Am J Med Genet A. 2009 Feb 15;149A(4):706-12. doi: 10.1002/ajmg.a.32688.
A 36-year-old patient with a disorder characterized by severe mental retardation, behavioral problems, dysmorphic face, "muscular build," and hand/foot anomalies, is reported. Following a diagnosis of de novo pericentric inversion of chromosome 8 based on standard cytogenetic analysis, a subsequent 75 kb array-CGH investigation disclosed a deletion spanning for about 13.7 Mb in the 2q31.2q32.3 region. Whole painting of chromosome 8 established the intrachromosomal nature of the rearrangement and FISH analysis with locus-specific probes confirmed the deletion on the long arm of chromosome 2. The deleted region, clinical outcome, and medical history in this patient are mainly superimposable to those reported in a published 8-year-old boy, suggesting that this genomic segment is prone to rearrangements and its hemizygosity gives rise to a clinically recognizable syndrome. The role of some genes mapping in the deleted region and related with distinct disorders is discussed. Interestingly, deletion of MSTN gene, a negative regulator of muscle growth, was associated in our patient with a "muscular build," a feature which could be regarded as a handle for clinical recognition of this syndrome.

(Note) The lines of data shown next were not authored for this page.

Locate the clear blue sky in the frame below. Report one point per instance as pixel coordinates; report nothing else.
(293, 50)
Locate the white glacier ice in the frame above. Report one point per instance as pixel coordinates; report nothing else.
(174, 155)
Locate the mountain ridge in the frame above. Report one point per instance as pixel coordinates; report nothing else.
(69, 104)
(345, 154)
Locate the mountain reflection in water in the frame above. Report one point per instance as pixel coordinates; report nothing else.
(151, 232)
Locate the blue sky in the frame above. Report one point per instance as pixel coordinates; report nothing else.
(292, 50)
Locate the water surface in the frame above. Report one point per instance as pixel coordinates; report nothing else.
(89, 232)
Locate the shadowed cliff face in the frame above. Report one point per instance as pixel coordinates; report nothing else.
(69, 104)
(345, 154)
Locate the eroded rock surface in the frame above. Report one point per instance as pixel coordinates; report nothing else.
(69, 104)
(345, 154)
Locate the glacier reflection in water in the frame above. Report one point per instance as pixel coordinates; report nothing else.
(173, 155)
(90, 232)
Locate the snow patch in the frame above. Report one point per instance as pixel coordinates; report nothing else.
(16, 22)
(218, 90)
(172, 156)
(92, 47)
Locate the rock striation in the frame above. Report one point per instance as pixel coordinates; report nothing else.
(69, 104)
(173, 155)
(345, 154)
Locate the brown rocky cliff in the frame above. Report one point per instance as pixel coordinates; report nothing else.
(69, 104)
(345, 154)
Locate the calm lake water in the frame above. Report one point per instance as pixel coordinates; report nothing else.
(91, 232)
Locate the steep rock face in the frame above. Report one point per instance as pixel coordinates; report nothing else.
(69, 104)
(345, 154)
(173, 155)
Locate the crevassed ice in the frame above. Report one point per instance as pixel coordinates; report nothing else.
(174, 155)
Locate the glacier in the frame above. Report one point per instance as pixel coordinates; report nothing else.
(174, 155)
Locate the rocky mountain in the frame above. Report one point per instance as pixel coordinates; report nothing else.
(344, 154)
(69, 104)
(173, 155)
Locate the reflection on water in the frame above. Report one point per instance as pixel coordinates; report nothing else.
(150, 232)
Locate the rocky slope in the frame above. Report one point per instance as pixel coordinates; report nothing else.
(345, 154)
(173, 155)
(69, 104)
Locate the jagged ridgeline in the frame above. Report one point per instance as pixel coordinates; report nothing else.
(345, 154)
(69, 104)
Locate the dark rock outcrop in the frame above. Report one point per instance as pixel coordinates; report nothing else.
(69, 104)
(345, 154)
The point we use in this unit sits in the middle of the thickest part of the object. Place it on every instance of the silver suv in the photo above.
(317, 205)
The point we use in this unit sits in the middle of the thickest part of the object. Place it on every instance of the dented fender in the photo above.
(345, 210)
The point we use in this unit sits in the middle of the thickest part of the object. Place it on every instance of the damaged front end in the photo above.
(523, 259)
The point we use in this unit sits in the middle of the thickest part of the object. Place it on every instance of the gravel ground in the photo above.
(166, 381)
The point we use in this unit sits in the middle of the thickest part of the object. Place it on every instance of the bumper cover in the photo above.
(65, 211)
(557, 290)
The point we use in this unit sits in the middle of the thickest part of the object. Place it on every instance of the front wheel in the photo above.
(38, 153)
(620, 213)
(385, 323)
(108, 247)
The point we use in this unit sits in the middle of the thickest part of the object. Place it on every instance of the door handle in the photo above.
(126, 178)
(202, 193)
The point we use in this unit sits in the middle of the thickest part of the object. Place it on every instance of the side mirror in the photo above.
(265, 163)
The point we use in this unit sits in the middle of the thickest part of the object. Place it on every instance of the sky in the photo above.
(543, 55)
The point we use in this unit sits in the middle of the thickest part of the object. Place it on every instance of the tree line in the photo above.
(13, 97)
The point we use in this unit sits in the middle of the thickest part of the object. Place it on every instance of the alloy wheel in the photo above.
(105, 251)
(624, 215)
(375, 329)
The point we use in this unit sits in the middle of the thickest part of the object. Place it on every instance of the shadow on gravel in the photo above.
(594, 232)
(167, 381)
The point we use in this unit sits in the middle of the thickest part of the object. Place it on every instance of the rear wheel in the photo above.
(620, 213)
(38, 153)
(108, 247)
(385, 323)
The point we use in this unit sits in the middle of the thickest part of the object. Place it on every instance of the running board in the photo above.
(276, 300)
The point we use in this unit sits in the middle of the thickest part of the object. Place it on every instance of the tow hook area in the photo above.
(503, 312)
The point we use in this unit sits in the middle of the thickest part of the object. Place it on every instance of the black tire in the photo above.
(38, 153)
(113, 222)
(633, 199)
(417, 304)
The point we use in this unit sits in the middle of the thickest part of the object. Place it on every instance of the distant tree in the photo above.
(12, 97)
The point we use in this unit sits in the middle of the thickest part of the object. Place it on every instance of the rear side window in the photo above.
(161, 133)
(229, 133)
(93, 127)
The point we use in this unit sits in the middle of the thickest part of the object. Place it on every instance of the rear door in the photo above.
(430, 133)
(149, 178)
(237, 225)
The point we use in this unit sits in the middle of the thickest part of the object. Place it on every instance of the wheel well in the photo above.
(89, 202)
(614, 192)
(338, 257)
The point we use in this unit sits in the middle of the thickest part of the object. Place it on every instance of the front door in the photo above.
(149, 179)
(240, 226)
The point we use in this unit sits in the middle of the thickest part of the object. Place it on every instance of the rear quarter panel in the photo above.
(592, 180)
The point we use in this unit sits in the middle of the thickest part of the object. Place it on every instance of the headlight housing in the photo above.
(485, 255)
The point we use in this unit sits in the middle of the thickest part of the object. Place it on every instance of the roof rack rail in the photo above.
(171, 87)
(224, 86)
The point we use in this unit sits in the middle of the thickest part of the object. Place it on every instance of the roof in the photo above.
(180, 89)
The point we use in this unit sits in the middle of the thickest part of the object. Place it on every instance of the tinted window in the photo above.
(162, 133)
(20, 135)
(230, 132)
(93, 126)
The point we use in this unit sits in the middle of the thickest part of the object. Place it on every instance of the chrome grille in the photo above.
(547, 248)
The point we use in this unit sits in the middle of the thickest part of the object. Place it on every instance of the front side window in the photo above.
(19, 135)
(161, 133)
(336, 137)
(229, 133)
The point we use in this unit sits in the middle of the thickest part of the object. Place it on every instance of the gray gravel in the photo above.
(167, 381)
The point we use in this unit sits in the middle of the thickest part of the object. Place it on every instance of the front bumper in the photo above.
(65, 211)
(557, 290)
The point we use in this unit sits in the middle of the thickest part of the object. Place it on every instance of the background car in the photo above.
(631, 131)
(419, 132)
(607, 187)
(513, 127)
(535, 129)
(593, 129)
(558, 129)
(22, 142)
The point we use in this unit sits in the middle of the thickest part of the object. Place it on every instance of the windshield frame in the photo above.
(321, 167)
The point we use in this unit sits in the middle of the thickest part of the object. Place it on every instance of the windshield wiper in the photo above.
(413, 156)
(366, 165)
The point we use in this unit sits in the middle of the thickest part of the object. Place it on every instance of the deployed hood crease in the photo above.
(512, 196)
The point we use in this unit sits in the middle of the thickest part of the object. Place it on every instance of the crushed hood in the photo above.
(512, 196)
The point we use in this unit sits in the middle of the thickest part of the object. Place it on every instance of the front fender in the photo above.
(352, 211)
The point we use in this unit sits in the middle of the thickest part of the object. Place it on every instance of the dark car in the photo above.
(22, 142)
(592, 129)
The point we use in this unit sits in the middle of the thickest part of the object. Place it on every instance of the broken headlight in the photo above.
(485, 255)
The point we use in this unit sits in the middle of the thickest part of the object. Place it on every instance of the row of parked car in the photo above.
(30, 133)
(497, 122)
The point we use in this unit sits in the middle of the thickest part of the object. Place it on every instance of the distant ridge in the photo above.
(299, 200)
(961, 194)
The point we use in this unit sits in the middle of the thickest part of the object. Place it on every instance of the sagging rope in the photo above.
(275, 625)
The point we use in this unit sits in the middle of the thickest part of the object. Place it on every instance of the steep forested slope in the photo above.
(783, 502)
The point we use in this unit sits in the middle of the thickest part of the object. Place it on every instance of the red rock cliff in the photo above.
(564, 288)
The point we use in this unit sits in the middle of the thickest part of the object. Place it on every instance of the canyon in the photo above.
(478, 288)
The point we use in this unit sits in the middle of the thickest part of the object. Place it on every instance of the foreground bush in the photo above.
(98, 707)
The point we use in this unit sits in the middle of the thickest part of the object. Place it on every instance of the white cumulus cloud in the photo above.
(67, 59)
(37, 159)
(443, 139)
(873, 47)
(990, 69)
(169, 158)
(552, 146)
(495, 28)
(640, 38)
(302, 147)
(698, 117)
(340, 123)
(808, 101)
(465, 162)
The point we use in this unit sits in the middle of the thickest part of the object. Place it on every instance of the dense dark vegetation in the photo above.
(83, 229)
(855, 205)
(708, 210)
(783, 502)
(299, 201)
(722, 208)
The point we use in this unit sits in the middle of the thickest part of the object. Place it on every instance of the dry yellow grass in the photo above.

报道了一名36岁患者,其病症表现为严重智力发育迟缓、行为问题、面部畸形、“肌肉发达体型”以及手足异常。基于标准细胞遗传学分析诊断为8号染色体新发臂间倒位后,随后的75 kb阵列比较基因组杂交(array-CGH)研究发现2q31.2q32.3区域存在一个约13.7 Mb的缺失。8号染色体的全染色体涂染确定了重排的染色体内性质,使用位点特异性探针的荧光原位杂交(FISH)分析证实了2号染色体长臂上的缺失。该患者的缺失区域、临床结果和病史与一名已发表的8岁男孩所报道的情况主要重叠,表明该基因组片段易于重排,其半合子状态导致了一种临床上可识别的综合征。讨论了一些定位于缺失区域且与不同疾病相关的基因的作用。有趣的是,肌肉生长负调节因子MSTN基因的缺失在我们的患者中与“肌肉发达体型”相关,这一特征可被视为该综合征临床识别的线索。